China’s energy plan to reduce coal to 60% and use more Russian natural gas

China’s National Development and Reform Commission (NDRC) is talking about prospective national carbon market formation by 2016, with potential coverage upwards of 4 billion MTCO2. According to official NDRC estimates, a national carbon market in China could reach an aggregate value of $65 billion by 2020.

In March 2016, China is expected to announce its next five year energy plan. The fundamental levels of China’s coal consumption will continue along absolute increases, China’s National Energy Administration (NEA) Planning Board Division nonetheless recommended that the 13th Five Year Plan contain a 60% coal consumption target by 2020—a sizable decrease from 67% in 2013.

China has outlined the 13th Five-Year Plan (2016-2020) on energy, which will increase offshore oil and gas exploration and raise output targets of renewables, especially wind and solar power, according to a senior official with the National Energy Administration.

The country’s total wind power installed capacity will reach 200 million kilowatts by 2020, doubling the 12th Five-Year plan period’s level, and solar power will be quintupled to more than 100 million kilowatts compared with the target during the 12th Five-Year plan period.

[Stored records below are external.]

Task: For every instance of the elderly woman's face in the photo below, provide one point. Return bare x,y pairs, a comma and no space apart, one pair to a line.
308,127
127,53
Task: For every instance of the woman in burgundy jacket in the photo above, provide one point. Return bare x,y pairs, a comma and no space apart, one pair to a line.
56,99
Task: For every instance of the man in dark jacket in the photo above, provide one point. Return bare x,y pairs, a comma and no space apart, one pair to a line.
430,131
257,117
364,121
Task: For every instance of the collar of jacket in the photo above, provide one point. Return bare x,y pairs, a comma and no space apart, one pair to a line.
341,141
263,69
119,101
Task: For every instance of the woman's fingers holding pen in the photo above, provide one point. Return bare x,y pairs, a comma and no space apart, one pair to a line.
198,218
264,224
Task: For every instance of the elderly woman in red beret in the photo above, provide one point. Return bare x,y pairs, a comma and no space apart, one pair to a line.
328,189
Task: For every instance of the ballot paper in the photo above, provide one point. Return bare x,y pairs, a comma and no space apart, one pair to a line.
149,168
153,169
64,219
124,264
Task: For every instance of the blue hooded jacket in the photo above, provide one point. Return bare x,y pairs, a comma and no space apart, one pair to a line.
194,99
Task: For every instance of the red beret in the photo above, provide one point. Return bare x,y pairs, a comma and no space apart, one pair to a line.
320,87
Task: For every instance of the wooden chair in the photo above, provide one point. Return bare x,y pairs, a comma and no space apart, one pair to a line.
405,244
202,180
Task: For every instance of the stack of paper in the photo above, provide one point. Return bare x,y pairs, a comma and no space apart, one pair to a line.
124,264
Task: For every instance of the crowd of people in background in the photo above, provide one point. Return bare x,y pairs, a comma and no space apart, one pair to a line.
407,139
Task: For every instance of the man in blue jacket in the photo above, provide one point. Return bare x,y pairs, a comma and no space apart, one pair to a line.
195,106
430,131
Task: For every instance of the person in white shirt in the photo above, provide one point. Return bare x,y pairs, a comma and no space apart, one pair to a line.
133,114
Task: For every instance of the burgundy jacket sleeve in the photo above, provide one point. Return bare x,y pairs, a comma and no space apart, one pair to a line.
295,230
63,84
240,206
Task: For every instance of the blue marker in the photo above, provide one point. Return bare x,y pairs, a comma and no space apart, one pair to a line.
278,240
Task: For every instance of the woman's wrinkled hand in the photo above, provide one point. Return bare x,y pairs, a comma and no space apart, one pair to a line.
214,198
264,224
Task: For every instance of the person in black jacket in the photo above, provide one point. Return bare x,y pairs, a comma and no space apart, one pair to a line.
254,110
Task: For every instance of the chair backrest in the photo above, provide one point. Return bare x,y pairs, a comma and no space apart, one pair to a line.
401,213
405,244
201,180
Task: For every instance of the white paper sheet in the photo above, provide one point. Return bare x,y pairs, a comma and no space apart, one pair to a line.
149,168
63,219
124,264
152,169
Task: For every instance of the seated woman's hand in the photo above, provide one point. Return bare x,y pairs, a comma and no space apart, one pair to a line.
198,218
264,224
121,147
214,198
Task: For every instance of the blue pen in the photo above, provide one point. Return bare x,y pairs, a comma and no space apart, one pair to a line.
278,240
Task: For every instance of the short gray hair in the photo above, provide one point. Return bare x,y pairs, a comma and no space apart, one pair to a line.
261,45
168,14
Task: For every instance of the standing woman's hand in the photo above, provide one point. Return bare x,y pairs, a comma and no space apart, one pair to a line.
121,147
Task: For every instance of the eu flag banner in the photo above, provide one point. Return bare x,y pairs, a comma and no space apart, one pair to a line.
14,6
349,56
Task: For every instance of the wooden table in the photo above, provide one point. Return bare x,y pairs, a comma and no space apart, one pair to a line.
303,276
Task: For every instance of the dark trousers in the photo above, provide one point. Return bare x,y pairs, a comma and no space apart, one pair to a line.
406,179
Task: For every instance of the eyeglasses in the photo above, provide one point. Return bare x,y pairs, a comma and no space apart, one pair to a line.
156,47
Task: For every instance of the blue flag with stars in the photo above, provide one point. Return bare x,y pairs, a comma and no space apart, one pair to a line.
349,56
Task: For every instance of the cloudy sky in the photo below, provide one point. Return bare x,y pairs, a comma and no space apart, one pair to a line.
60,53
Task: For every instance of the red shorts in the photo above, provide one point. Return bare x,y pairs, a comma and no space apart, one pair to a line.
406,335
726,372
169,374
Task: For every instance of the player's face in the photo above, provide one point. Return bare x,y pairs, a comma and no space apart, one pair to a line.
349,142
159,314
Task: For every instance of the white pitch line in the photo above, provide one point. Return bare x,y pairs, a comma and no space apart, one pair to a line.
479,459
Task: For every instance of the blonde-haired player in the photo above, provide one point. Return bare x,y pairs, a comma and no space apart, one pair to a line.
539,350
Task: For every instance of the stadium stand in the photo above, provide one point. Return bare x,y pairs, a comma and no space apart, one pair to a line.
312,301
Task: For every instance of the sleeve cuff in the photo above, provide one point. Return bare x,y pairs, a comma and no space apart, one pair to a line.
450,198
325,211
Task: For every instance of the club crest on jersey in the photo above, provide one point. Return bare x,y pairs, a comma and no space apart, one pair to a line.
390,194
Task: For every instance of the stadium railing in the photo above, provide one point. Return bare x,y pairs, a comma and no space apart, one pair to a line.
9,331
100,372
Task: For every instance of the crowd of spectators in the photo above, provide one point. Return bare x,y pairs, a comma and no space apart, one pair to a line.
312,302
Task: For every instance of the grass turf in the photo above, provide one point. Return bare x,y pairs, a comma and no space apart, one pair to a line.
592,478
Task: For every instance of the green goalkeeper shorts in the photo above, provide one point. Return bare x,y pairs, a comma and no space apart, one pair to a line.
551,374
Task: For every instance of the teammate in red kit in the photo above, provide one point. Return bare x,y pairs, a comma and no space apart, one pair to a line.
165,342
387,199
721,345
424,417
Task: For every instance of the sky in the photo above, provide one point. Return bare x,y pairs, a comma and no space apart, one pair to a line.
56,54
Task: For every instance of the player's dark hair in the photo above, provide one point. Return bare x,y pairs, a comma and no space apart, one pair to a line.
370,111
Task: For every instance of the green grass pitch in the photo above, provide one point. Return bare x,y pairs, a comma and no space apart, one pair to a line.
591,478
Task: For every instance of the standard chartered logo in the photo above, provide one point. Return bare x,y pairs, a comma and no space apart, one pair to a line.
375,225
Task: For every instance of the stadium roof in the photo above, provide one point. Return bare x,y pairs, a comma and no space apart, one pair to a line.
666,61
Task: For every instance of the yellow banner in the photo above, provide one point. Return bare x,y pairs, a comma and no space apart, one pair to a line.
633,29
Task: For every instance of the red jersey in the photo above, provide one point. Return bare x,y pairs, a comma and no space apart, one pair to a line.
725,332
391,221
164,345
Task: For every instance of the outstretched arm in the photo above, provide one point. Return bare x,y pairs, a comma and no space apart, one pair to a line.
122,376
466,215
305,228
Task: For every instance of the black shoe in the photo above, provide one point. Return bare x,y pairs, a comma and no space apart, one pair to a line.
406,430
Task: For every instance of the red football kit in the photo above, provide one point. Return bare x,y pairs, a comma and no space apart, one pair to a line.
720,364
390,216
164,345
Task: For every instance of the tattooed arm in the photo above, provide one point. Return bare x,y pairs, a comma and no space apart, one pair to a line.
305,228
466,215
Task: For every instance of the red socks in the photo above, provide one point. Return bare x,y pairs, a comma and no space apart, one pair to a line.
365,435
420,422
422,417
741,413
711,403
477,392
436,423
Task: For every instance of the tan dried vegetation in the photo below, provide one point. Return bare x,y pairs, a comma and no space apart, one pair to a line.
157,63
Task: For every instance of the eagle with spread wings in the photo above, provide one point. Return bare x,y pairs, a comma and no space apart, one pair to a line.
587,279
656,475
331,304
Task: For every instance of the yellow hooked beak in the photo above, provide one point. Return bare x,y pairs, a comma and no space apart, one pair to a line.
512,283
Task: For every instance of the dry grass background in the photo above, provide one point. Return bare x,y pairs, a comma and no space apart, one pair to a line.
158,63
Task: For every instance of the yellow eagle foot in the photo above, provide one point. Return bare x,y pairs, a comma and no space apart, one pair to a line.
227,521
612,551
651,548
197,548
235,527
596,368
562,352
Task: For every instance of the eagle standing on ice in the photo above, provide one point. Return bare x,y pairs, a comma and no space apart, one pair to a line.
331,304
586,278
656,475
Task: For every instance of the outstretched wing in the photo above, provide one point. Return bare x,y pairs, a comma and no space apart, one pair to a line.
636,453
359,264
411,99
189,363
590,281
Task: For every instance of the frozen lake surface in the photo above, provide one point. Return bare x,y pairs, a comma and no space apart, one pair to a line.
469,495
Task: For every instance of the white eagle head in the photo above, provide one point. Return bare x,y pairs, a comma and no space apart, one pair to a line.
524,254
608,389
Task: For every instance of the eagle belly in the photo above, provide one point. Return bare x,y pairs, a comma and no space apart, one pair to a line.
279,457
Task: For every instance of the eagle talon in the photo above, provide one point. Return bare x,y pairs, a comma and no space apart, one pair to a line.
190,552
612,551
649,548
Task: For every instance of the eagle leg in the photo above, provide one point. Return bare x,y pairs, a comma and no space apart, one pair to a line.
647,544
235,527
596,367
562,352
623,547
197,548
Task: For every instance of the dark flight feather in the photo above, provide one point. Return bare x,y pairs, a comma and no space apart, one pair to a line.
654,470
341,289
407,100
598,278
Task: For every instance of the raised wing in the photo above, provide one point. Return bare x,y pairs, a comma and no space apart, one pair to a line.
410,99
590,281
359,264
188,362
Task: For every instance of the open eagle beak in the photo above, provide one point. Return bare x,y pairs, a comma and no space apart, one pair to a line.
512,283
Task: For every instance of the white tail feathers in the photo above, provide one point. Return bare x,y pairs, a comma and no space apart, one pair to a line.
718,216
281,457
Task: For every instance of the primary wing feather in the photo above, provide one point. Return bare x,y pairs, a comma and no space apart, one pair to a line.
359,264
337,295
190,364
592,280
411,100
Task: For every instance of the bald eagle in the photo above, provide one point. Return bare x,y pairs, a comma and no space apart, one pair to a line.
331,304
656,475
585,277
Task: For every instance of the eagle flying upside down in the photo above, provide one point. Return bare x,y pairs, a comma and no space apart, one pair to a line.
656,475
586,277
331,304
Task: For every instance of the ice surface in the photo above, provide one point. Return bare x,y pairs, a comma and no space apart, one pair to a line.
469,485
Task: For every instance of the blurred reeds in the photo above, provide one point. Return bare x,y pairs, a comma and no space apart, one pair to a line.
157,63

China’s shale gas production in 2014 will surpass 1.5 billion cubic meters, 7.5 times that of 2013, an energy expert predicted on Tuesday.

Jiang Xinmin, a researcher with the Energy Research Institute under the National Development and Reform Commission, the country’s top economic planner, also predicted that China’s shale gas production would top 6.5 billion cubic meters in 2015.

Based on the current pace of development, overall shale gas output will rise to 15 Bcm/year by 2017, before hitting 30 Bcm/year by 2020. China has slashed its official target for shale gas production in the medium term by up to a third and now expects to achieve 30 billion cubic meters of output by 2020.

US gas production gained 25% over from 2007 to 2012 to reach 681 bcm.

Worldwide proven gas reserves are estimated at around 190 trillion cubic metres (tcm) or about 56 times current annual global gas production. However, recoverable gas resources, i.e. volumes that analysts are confident will be discovered or technology developed to produce them, are much larger, with recoverable conventional resources estimated at around 400 tcm. Recoverable unconventional resources are slightly lower. Altogether, this would last around 220 years, based on current rates of gas consumption.

Gazprom CEO Alexei Miller said that Russia’s gas deliveries to China may shortly rise to 60 and even 100 billion cubic meters a year.

The $400 billion contract signed between Gazprom and China’s CNPC in May 2014 envisages the delivery of 38 billion cubic meters of natural gas to China annually for a period of 30 years.

The Power of Siberia gas pipeline estimated at $21.3 billion is intended to pump 61 billion cubic meters of natural gas annually and will stretch over a distance of 3,968 km (2,465 miles).

The first stage envisages the construction of the Yakutia-Khabarovsk-Vladivostok trunk gas pipeline. During the second stage, the Irkutsk gas production center based on the Kovykta deposit will be connected with the Yakutia center based on the Chayanda field.
The gas pipeline’s first stage is scheduled to be commissioned in 2017.

The Chayanda oil and gas condensate field in the Lensky district of Yakutia was discovered in 1989. The field, one of Russia’s largest undeveloped deposits, holds about 1.45 trillion cubic meters of natural gas and 93 million tons of liquid hydrocarbons. The field is expected to produce up to 25 billion cubic meters of natural gas and at least 1.5 million tons of oil annually.

The Kovykta gas condensate deposit discovered in 1987 is located in the north of the Irkutsk Region. The deposit’s reserves are estimated at 1.9 trillion cubic meters of natural gas, 2.3 billion cubic meters of helium and 115 million tons of liquid gas condensate.